The church was built in Geometrical Gothic Revival style in 1859-60 to designs of Prichard and Seddon, with a later steeple (of 1911, now gone) by J.Coates Carter, to serve the developing area of Maindee. It suffered some bomb damage during the Second World War and, more seriously, in an arson attack in 1949 before being restored.
The plan consists of a four-bay nave with aisles (north aisle added in 1911) extended as chapels, the chancel projecting to the east by one bay, a west porch, and south-west porch steeple. It is built of coursed Old Red sandstone rubble with Bath-stone dressings creating a decorative polychrome effect, particularly on window surrounds, voussoirs, quoins and with plentiful banding especially on the three-storey tower. The Welsh slate roof is steeply pitched with stone corbels and apex crosses.

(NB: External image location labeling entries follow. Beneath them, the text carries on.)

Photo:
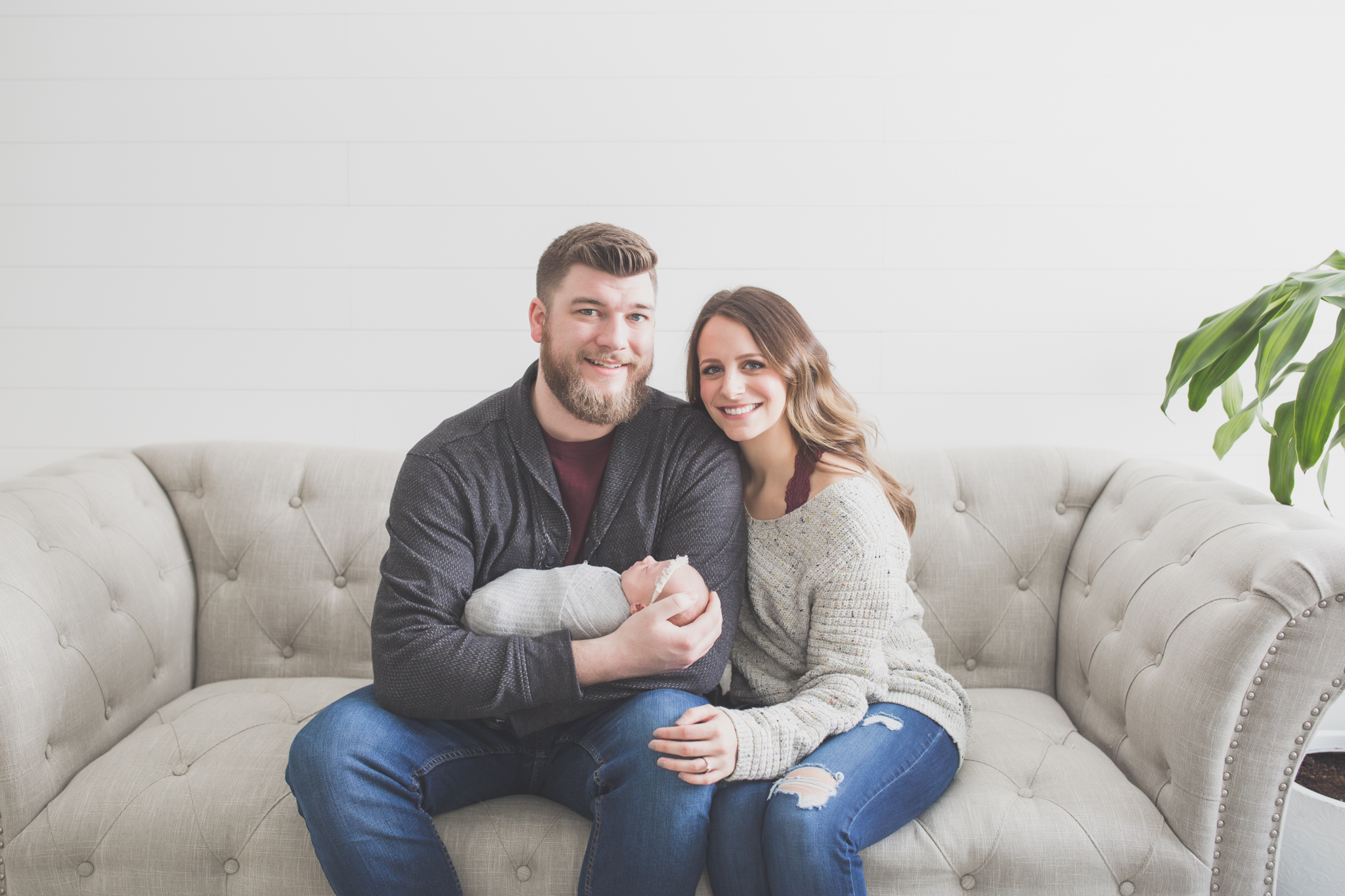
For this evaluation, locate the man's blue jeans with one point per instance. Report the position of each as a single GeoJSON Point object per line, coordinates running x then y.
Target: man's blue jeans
{"type": "Point", "coordinates": [775, 839]}
{"type": "Point", "coordinates": [369, 782]}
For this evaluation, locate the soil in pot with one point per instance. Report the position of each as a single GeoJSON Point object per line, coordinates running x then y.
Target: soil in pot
{"type": "Point", "coordinates": [1324, 773]}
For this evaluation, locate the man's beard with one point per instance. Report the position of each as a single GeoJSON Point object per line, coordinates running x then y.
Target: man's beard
{"type": "Point", "coordinates": [565, 378]}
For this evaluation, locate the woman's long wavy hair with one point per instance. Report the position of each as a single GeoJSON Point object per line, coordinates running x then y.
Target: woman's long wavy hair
{"type": "Point", "coordinates": [822, 416]}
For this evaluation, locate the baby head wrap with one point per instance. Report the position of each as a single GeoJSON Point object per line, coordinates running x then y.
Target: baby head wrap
{"type": "Point", "coordinates": [674, 565]}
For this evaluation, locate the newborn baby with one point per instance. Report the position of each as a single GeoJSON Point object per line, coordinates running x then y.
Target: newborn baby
{"type": "Point", "coordinates": [588, 601]}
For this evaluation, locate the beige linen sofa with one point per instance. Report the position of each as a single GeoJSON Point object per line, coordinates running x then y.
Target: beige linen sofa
{"type": "Point", "coordinates": [1146, 647]}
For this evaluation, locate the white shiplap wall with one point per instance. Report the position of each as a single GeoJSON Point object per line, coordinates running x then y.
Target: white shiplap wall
{"type": "Point", "coordinates": [318, 222]}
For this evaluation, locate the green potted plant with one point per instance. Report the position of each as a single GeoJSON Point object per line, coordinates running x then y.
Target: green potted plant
{"type": "Point", "coordinates": [1274, 324]}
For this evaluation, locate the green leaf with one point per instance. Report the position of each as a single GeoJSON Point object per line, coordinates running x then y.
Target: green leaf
{"type": "Point", "coordinates": [1264, 421]}
{"type": "Point", "coordinates": [1321, 395]}
{"type": "Point", "coordinates": [1321, 480]}
{"type": "Point", "coordinates": [1197, 351]}
{"type": "Point", "coordinates": [1327, 457]}
{"type": "Point", "coordinates": [1232, 430]}
{"type": "Point", "coordinates": [1283, 336]}
{"type": "Point", "coordinates": [1207, 381]}
{"type": "Point", "coordinates": [1232, 395]}
{"type": "Point", "coordinates": [1282, 456]}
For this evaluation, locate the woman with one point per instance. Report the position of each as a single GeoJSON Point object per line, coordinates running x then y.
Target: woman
{"type": "Point", "coordinates": [844, 727]}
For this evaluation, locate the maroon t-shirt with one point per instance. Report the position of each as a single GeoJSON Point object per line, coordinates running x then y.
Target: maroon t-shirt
{"type": "Point", "coordinates": [579, 472]}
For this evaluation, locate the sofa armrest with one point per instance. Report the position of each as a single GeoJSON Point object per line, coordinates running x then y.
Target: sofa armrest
{"type": "Point", "coordinates": [1201, 636]}
{"type": "Point", "coordinates": [97, 616]}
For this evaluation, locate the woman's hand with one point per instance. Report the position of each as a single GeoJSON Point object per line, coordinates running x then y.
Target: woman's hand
{"type": "Point", "coordinates": [705, 736]}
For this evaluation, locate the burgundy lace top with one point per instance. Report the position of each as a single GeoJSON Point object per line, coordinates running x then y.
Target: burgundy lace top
{"type": "Point", "coordinates": [797, 492]}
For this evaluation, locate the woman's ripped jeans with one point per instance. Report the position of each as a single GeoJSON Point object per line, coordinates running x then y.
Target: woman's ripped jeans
{"type": "Point", "coordinates": [803, 832]}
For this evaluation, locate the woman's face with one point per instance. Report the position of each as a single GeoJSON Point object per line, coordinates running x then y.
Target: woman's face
{"type": "Point", "coordinates": [740, 390]}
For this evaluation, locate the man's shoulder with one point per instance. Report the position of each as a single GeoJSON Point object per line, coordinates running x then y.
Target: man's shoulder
{"type": "Point", "coordinates": [674, 418]}
{"type": "Point", "coordinates": [477, 425]}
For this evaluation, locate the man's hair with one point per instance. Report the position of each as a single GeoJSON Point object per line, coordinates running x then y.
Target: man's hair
{"type": "Point", "coordinates": [607, 247]}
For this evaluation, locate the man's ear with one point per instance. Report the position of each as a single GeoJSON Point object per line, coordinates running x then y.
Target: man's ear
{"type": "Point", "coordinates": [536, 319]}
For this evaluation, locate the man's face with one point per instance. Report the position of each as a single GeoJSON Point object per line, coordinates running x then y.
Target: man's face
{"type": "Point", "coordinates": [598, 343]}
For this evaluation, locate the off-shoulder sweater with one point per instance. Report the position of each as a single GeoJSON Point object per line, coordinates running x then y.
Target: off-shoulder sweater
{"type": "Point", "coordinates": [830, 628]}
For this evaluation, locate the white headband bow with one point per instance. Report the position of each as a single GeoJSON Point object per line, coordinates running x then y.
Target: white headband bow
{"type": "Point", "coordinates": [674, 565]}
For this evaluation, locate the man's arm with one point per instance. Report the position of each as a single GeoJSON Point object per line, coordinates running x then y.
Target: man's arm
{"type": "Point", "coordinates": [427, 666]}
{"type": "Point", "coordinates": [704, 521]}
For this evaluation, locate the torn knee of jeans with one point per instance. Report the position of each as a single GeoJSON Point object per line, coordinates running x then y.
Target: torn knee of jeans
{"type": "Point", "coordinates": [813, 785]}
{"type": "Point", "coordinates": [884, 719]}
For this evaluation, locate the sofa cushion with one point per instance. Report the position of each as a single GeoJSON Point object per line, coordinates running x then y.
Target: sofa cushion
{"type": "Point", "coordinates": [287, 540]}
{"type": "Point", "coordinates": [96, 620]}
{"type": "Point", "coordinates": [1034, 809]}
{"type": "Point", "coordinates": [994, 528]}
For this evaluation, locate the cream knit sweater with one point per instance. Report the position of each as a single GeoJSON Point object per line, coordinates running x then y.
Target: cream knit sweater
{"type": "Point", "coordinates": [829, 628]}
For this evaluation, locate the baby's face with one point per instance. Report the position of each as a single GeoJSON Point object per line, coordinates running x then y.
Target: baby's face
{"type": "Point", "coordinates": [638, 585]}
{"type": "Point", "coordinates": [638, 582]}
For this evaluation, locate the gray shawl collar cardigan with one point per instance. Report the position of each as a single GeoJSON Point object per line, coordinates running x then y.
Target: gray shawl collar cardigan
{"type": "Point", "coordinates": [478, 498]}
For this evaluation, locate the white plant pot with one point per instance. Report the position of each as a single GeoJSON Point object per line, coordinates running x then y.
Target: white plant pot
{"type": "Point", "coordinates": [1312, 843]}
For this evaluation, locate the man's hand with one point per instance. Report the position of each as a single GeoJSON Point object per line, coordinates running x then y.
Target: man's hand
{"type": "Point", "coordinates": [648, 644]}
{"type": "Point", "coordinates": [705, 742]}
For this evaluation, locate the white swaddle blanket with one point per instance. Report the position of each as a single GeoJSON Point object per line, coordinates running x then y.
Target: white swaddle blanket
{"type": "Point", "coordinates": [585, 599]}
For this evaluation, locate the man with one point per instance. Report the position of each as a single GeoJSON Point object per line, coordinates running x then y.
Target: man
{"type": "Point", "coordinates": [577, 461]}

Interior has boarded roof with scissor trusses, painted side panels and grid ventilators. The arcades and chancel arch were re-instated to the original design after the fire. Important original stained glass in two of the enormous windows survives because they were being restored at the time of the 1949 fire. The Geometrical-style font, designed by Seddon, suffered only slight fire damage. Most of the chancel and sanctuary furnishings are in light wood and date from the 1950s restoration.